はじめに
みなさん、こんにちは。本野鳥子です。歴史関係を読むと言ったそばから申し訳ないのですが、今回ご紹介するのは、「ソロモンの指輪」です。動物行動学の名著ですね。どうがんばっても歴史には分類できません。すいませんが、少々お付き合いください。
「ソロモンの指輪」コンラート・ローレンツ
動物行動学者の、コンラート・ローレンツが綴る、愛すべき動物たちの生態。ユーモアあふれる語り口と、動物たちの一見おかしくとも、その実、深い理由が隠された行動に、微笑みを誘われる。
人間というのは、総じてどこかに、自分たちは他の動物よりも高尚な生物だ、などという優越感を抱いているのだろう。この本を読むと、そんな意識が、綺麗に拭われる。たとえば、コクマルガラスの“賢さ”には、舌を巻く。彼らが恋に落ちる描写は、人間の愛さながらだ。オウムは、毛糸を抱えて木に巻き付けるといういたずらを披露する。豊かで不思議な動物たちの行動は、自然の神秘を教えてくれた。
ところで私は柴犬が好きで、愛想がないようでいて、本当は飼い主のことが大好きな彼らに相手をしてもらいたい一心だ。柴犬は、著者の分類するところによれば、おそらくオオカミ犬の分類に入るのだろう。柴犬の生態を思いかえしながら、著者が犬について語っているところを眺めると、笑みがこぼれる。
そんな動物たちだが、相手を傷つけるのに足る武器を持つ肉食獣や猛禽類は、同類を殺さないようにブレーキを持っているという話は、興味深い。互いを瀕死の状態まで追い込むウサギやハトの描写には、目も当てられなかった。
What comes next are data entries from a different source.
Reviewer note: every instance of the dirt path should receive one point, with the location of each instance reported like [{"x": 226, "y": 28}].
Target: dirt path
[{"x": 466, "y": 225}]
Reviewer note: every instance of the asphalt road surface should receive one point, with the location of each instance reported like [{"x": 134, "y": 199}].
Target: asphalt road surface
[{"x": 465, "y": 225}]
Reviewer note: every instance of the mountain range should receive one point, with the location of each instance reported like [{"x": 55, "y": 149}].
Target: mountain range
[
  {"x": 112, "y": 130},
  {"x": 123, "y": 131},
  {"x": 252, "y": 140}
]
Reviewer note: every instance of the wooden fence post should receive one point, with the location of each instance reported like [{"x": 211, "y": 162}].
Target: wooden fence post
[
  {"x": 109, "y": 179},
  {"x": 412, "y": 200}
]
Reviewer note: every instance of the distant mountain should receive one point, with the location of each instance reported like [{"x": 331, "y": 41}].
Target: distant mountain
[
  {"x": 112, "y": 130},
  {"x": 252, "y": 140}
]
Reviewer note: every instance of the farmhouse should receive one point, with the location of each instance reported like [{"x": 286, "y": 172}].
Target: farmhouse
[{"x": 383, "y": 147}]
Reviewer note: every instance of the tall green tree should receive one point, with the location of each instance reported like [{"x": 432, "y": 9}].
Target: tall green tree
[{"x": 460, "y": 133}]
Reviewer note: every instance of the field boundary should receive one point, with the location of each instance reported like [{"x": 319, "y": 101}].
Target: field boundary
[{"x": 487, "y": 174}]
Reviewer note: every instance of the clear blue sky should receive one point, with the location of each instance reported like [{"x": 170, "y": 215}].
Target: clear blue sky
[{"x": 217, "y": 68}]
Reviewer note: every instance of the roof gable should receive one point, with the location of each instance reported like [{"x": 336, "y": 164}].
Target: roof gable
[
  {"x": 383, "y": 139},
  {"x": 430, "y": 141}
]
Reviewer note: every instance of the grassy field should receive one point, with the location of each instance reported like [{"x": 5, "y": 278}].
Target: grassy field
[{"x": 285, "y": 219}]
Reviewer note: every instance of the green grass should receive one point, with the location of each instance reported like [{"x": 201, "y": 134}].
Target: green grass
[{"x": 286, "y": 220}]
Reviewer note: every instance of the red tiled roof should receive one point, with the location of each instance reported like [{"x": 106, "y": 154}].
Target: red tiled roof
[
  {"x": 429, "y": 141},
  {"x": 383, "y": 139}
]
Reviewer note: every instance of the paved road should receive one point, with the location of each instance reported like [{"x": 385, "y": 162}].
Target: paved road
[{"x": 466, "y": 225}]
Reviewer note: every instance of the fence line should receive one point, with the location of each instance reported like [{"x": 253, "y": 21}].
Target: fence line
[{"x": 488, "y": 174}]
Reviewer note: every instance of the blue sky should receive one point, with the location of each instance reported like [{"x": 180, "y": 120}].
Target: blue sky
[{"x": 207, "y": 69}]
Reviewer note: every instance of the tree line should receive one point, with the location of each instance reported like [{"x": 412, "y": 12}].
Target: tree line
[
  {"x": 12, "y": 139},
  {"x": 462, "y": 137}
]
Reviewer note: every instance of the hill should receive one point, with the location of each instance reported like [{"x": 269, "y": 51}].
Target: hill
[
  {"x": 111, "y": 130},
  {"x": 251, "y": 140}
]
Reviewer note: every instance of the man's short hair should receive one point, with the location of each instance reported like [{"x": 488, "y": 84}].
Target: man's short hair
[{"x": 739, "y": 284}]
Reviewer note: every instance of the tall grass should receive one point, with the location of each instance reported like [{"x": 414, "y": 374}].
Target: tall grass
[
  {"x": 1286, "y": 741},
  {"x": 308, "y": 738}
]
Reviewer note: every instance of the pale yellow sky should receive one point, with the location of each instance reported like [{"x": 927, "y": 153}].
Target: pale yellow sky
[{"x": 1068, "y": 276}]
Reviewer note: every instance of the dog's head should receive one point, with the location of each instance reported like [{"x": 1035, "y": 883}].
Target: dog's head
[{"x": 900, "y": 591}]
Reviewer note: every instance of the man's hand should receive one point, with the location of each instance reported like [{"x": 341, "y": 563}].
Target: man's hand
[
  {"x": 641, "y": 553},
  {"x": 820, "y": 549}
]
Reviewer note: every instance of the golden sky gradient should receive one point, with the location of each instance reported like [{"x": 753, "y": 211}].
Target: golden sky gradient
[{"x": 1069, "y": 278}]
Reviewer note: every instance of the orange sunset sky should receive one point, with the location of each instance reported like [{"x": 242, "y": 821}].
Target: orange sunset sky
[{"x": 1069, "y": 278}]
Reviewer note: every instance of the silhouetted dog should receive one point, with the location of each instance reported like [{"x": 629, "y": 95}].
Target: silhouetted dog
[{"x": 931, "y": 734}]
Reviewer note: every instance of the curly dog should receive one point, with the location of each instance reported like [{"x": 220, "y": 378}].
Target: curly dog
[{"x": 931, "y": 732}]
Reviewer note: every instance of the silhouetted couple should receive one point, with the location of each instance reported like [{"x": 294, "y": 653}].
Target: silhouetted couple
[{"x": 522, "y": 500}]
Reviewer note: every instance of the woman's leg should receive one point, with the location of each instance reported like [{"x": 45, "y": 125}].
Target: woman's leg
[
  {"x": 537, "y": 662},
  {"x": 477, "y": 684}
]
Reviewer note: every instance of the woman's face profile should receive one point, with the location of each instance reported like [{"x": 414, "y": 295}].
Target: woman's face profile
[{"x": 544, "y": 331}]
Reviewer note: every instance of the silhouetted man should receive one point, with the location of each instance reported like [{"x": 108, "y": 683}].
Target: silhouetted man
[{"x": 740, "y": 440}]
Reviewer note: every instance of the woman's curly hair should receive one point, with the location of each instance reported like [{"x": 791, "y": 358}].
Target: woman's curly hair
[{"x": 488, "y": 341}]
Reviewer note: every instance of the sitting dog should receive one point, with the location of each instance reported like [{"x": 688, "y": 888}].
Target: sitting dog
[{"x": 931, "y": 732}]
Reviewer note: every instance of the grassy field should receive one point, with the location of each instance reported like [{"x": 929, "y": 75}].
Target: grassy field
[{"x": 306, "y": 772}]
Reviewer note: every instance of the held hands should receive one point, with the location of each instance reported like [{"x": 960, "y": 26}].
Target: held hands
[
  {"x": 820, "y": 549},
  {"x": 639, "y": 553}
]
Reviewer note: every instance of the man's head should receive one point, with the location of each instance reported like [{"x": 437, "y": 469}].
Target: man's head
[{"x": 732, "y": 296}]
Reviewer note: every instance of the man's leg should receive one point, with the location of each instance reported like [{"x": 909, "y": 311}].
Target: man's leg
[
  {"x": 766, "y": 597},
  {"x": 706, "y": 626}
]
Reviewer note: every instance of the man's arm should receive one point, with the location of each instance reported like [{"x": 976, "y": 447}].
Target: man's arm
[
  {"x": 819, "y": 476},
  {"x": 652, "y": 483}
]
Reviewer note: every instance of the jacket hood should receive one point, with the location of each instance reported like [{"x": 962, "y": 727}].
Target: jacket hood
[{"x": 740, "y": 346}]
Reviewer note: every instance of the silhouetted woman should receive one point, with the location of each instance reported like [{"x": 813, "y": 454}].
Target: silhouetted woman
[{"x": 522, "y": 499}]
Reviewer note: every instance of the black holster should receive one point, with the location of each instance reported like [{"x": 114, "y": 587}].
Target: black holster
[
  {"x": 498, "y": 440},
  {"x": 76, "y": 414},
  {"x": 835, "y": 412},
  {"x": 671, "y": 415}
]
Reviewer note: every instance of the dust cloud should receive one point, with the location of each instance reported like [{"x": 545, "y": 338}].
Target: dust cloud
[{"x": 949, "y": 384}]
そして、
自分の体とは無関係に発達した武器をもつ動物が、たった一ついる。したがってこの動物が生まれつきもっている種の行動様式はこの武器の使いかたをまるで知らない。武器相応に強力な抑制は用意されていないのだ。この動物は人間である。
に、思わず背筋が冷えた。確かに、私たちは、お互いを殺す戦争を、歴史の中に重ねてきた。自然が与えてくれる抑制は、私たちの中にない。その恐ろしさが、ウサギやハトの争いを見たあとで迫ってきた。彼らよりも、そして、鋭い牙や爪を持つ肉食獣や猛禽類たちよりも、はるかに殺傷能力の高い武器を私たちは手にしている。それは、刃物に始まり、銃に、爆弾と、数えれば両手に収まらないだろう。著者の警鐘に、耳が痛い。私たちが意思の強さを試される日が来ないことを祈るのみである。
おわりに
というわけで、「ソロモンの指輪」の感想でした。「海の都の物語1」の続きは、今日か明日くらいには届くので、次は「海の都の物語2」か、もしその前に「王妃の離婚」(佐藤賢一)が読み終われば、それについてになると思います。お楽しみに!